Foto: Christopher Furlong/Getty Images

Nicht jeder versteht ihn. Wenn Yanis Varoufakis zu schwungvollen, mäandernden Suaden über Europas Ökonomie anhebt, dann verlieren viele schon nach der zweiten Abzweigung den Faden. So auch jetzt wieder in Rom, wo seine europäische Demokratiebewegung DiEM tagte. Wo, um Himmels willen, sollen die gigantischen Investitionen herkommen, die Europas kleptokratische Kranke-Männer-Staaten Griechenland, Italien, Spanien und so fort heilen könnten? Und was, verflixt, ist ein „green new deal“, wenn es da nie um Klima, Kohle und Kraftwerke geht? Aber egal, Varoufakis ist eben sexy. Wann gab es das zuletzt, dass ein Linker nicht nur komplizierte ökonomische Vorträge halten, sondern auch Motorrad fahren und Piano spielen konnte? Yanis Varoufakis ist eine charismatische Leitfigur.

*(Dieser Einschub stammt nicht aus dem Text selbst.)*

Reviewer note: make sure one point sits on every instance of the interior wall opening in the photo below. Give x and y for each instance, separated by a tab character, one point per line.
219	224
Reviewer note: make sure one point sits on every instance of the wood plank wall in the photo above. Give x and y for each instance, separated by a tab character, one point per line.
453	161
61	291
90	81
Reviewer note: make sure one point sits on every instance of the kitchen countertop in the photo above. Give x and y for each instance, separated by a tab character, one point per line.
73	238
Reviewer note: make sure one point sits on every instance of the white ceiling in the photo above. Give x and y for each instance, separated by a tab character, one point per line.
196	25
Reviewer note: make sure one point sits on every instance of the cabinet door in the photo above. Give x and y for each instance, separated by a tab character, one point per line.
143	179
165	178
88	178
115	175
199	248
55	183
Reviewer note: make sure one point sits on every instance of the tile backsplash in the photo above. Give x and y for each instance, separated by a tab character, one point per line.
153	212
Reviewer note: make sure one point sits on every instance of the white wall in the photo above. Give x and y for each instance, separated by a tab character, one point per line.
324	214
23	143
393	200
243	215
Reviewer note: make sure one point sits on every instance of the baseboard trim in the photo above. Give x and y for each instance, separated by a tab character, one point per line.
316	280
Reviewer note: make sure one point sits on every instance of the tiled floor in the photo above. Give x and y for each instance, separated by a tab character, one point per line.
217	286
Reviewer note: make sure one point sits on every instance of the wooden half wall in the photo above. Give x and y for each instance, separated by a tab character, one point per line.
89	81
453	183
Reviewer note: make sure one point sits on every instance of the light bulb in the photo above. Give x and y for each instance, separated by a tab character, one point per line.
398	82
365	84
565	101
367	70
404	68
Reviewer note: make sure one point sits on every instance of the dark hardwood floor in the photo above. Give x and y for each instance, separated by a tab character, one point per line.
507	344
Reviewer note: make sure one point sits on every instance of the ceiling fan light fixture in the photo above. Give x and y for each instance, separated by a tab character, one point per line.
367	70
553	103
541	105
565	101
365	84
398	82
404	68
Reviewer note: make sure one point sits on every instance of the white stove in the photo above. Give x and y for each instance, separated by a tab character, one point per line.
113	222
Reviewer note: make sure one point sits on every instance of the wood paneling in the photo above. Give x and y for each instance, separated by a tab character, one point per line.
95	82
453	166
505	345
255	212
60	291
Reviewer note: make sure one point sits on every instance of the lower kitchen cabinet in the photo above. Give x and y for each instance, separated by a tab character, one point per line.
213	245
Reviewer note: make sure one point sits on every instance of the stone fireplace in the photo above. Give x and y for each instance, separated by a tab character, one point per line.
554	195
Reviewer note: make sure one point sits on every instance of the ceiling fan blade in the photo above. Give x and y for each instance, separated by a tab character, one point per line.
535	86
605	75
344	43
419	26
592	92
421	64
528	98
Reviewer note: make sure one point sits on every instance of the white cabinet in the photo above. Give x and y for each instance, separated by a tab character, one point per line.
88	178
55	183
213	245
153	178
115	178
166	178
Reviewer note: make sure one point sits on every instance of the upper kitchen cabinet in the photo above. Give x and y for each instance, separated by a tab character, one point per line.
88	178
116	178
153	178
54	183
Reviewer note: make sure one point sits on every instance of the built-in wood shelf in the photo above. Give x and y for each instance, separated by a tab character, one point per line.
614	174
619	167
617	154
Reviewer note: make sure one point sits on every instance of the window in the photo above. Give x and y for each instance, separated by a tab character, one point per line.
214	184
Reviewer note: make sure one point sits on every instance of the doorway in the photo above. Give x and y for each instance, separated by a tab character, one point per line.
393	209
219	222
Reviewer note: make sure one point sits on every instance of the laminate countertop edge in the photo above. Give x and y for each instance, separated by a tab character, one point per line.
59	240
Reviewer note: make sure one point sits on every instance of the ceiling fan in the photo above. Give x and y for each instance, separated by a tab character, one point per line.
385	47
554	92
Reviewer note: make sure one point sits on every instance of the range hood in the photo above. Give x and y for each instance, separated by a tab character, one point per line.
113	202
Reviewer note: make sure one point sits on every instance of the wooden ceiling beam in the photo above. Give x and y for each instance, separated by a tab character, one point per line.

Und der Mann, der sich mit den Finanzministern derart balgte, dass dieses Finanzeuropa zu zerbrechen drohte, ausgerechnet dieser Mann ist ein Europäer. Man mag sich darüber mokieren, dass Varoufakis vor allem (per Stream zugeschaltete) Superprominente wie Julian Assange und (stets anwesende) linke wie attraktive Frauen um sich schart. Aber warum soll eine linke Bewegung nicht auch mal gut aussehen?

Wesentlich ist, dass sich seit Varoufakis’ Aufstand gegen verbindliche Rückzahlungsvereinbarungen mit der EU so etwas wie ein paneuropäischer Fanclub um ihn herum gebildet hat. Er problematisiert, was von Athen bis Porto alle angeht: Europa, beginnend mit der Montanunion über die Römischen Verträge bis zum Euro, ist ein notwendiges Friedensprojekt, dem es an zweierlei mangelt, um alle hinreichend glücklich zu machen. Erstens: Demokratie. Zweitens: Transparenz. Das sind nicht die Themen des griechischen Ex-Finanzministers, das sind unsere Themen. Europa demokratisiert sich – oder es löst sich auf. So lautet das Leitmotiv von Demokratie in Europa, kurz DiEM. Und: Es stimmt!

Yanis Varoufakis’ große Schwäche, und damit die seiner Bewegung, besteht darin, dass es seinem Bündnis an erfahrenen Europäern mangelt. Das hat damit zu tun, dass der große athenische Europäer nicht nur Schäuble und Journalisten bisweilen wie dumme Buben behandelt, sondern auch potenzielle Mitstreiter, die mehr Qualität und auch mehr Quantität mitbringen können (und müssen). Sven Giegold zum Beispiel hat sich an Europas Demokratiedefizit mindestens so energisch abgearbeitet. Giegold hat ein wichtiges Papier zu den demokratischen Unzulänglichkeiten geschrieben. Aber seine Ideen wurden in den Corpus der Demokratisierungsbewegung nicht etwa integriert, der ehemalige Attac-Aktivist musste sich von Varoufakis als lichtscheuer Eurokrat beleidigen lassen. Das war frech – und dumm.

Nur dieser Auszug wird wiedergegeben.